L’homme est naturellement lié à Dieu. Les origines mystique et sacrées reposent donc sur la conception divine de l’homme du soleil (l’Africain) et se manifeste par les mouvements corporels. Notons que le balancement du corps se trouvait déjà dans les anciens temples d’Egypte durant les cérémonies religieuses. Cela montre que la danse africaine trouve ses racines dans l’homme et dans l’univers c'est-à-dire dans toute situation de la vie ayant une origine extérieure ou intérieure. Et « la libération de la vie par le mouvement se manifeste dans l’or du soleil couchant, dans le magnifique tapis étincelant de langue de feu qui constitue un ciel étoilé… »[34]. Rechercher les origines sacrées de la danse africaine revient à considérer son aspect symbolique, spirituel et mystique de la réalité. Le symbole marque des enseignements représentant la réalité présente et future, sous forme de géométrie dont la plus haute représentation est le cercle. Raison pour laquelle les danseurs se placent généralement en cercle.

L’accès à la vie mystique en Afrique, peut se faire par plusieurs voies qui sont la prière, l’initiation, les possessions et la danse. Dans le cas de l’initiation ou des possessions la transe conduit généralement à la danse. Pour Alphonse Tiérou, « Sur le continent du soleil, la danse n’est pas seulement un art qui permet à l’âme de s’exprimer en mouvement, mais c’est encore une conception de la vie plus simple, plus harmonieuse, plus naturelle, plus humaine »[35]. Le contact spirituel avec les être transcendants se manifeste dans le corps, qui permet à l’âme de s’exprimer :

« La danse montre de façon élégante que le physique et le spirituel sont deux aspects d’une même réalité et que se sont les pseudo-mystiques qui s’évertuent à dénigrer le coté physique de leur être, au point d’en abuser dans leurs efforts pour atteindre l’équivalence ultime de la personnalité de l’âme[36].

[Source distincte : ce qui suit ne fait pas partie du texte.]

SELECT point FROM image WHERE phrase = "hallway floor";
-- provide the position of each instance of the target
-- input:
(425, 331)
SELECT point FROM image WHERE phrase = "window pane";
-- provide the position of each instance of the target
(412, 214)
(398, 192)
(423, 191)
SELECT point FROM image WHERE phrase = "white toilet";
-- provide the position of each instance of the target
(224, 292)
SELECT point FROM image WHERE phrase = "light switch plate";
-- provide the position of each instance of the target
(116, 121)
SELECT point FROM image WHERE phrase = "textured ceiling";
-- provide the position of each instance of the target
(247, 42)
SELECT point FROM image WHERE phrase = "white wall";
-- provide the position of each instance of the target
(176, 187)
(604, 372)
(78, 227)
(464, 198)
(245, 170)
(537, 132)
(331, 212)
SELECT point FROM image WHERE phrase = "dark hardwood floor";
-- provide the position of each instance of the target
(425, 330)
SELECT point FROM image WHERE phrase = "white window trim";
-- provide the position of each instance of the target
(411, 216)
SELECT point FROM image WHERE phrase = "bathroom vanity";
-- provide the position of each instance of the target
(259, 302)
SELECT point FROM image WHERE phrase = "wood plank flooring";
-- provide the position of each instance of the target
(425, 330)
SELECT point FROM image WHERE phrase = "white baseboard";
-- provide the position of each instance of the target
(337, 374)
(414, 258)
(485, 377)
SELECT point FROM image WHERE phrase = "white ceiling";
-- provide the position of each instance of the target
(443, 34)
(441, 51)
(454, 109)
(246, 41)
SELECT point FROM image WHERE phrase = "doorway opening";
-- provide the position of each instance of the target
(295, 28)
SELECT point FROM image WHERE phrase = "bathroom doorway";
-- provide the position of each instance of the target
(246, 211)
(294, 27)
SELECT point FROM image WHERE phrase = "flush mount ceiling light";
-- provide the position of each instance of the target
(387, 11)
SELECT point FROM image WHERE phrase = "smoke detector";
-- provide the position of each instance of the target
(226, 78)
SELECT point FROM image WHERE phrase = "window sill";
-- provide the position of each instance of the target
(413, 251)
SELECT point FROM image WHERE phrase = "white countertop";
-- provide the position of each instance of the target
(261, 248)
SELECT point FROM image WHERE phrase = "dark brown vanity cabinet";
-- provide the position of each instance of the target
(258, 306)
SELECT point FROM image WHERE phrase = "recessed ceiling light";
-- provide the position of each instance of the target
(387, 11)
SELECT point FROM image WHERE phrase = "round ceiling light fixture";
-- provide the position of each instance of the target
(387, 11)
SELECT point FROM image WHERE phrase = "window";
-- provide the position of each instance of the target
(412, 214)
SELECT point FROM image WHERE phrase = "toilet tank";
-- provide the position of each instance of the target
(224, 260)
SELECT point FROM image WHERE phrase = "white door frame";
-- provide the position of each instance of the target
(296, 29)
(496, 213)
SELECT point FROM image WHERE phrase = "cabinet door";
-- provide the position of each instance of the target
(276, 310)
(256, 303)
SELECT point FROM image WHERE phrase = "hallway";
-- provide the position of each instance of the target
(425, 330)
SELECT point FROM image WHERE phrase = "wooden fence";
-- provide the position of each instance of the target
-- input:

Les mouvements du corps n’empêchent pas le recueillement ou la possibilité à l’âme de transcender vers les plans supérieurs. La danse, à travers les mouvements physiques favorise le mouvement de l’intérieur vers l’extérieur[37]. La répétition conduit de plus en plus à l’ivresse et le danseur sent croître ses forces. L’Africain montre donc son désir de transcender avec son corps lorsqu’il danse. Ainsi la danse conduit facilement à l’extase.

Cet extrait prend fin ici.